The third transformation reads the HRDB.timecard table, calculates worked hours per employee over the given time period, aggregates the worked hours per employee, applies the employee's per hour rate from the HRDB.employee table to get the dollar value to be paid out, then groups and aggregates the dollar values over department, then inserts the two rows into the MySQL CostingDB table.

You can run the transformations individually through Spoon using the "Run" icon. Alternatively, you can run them through the Pan tool. Here is a Pan script that runs the entire transformation:

1
2
3
4
5
6
7
#!/bin/bash
KETTLE_HOME=/path/to/your/kettle/installation/here
cd $KETTLE_HOME
./pan.sh -file=usr/costing/extract_in_times.ktr 
./pan.sh -file=usr/costing/extract_out_times.ktr
./pan.sh -file=usr/costing/aggregate_worked_hrs.ktr
cd -

Alternatively, you could use Chef GUI Tool to build up this job graphically. Chef offers some other features such as modules which do FTP, send email and so on. The job is shown graphically below, along with the generated .kjb file.

Finally, you can run more than one job, schedule them and so on using Kitchen. Frankly, I dont see much reason to use Chef and Kitchen, since you can just write Pan scripts and schedule them via cron, but I guess the Kettle team put them in there for completeness.

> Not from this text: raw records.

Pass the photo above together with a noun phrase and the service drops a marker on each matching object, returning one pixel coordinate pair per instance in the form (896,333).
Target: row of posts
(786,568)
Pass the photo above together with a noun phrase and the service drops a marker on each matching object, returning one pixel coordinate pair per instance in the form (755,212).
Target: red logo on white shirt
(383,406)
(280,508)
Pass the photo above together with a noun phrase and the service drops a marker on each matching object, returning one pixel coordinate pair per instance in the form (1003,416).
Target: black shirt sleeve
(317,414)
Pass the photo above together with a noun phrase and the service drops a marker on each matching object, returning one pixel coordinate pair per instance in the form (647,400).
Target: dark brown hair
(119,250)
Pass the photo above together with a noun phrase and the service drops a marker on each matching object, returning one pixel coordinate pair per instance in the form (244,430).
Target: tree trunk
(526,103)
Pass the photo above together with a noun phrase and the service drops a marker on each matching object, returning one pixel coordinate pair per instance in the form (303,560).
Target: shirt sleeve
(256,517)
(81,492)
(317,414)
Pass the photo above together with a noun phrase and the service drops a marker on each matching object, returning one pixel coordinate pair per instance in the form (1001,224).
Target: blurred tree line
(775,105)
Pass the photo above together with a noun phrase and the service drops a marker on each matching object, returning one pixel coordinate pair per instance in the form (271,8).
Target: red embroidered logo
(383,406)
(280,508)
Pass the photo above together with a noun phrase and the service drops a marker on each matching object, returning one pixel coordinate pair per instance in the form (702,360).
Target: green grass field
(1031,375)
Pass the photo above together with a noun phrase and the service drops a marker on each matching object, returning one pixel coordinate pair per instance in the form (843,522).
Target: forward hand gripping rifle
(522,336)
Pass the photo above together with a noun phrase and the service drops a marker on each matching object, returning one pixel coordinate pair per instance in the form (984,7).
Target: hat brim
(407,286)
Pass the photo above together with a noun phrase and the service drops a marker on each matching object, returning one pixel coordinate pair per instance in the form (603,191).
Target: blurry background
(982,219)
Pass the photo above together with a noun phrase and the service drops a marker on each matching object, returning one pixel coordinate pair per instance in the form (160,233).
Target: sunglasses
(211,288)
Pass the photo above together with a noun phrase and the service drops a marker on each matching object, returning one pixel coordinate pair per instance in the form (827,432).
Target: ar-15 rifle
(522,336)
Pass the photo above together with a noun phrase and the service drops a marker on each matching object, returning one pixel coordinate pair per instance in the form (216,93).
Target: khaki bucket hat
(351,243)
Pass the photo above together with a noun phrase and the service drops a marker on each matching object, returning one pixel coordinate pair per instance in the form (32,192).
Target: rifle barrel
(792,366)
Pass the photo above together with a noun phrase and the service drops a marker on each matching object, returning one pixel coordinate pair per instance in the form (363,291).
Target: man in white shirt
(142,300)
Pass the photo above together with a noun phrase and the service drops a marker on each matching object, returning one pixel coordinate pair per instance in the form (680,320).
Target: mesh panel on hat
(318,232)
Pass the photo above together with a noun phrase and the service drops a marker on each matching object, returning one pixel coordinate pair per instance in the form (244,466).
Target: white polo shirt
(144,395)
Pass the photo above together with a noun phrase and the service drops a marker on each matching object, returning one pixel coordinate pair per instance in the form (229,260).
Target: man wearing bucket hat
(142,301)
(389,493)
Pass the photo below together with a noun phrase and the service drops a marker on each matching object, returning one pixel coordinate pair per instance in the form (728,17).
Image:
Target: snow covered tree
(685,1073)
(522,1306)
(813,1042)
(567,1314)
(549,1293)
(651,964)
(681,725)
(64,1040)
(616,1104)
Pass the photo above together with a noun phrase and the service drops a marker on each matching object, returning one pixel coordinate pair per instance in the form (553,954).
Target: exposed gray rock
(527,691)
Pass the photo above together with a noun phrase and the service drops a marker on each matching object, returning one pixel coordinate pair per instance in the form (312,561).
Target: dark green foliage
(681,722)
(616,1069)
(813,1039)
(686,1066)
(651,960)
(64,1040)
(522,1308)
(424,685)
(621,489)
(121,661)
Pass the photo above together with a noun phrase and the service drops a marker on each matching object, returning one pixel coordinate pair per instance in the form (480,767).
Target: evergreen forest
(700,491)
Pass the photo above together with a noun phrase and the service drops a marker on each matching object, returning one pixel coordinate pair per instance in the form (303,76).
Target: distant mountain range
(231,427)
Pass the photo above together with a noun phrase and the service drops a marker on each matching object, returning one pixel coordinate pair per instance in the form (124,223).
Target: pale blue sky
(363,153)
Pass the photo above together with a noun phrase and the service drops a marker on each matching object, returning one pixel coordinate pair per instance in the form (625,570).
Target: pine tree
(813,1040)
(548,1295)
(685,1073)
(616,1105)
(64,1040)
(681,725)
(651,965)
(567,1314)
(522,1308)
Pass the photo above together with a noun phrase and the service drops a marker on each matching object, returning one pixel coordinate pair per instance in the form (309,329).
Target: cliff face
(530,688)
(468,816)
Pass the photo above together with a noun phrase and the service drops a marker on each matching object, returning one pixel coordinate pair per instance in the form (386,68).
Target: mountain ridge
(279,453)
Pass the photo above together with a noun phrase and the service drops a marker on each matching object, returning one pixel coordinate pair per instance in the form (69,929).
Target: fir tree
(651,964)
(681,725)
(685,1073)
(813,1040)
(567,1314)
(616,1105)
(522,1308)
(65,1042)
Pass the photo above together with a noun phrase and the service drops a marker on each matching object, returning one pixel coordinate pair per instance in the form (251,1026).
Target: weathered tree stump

My conclusion is that Spoon is fairly powerful and provides very powerful plumbing to design and run ETL jobs. I still dont like the fact that the only programming interface is a GUI, but I dont have any concrete suggestions for a scripting interface. For those whose needs are not met by the standard components provided by Spoon, there is the Injector component which can be backed by user-supplied Java code, so Kettle also provides a hook for extensibility.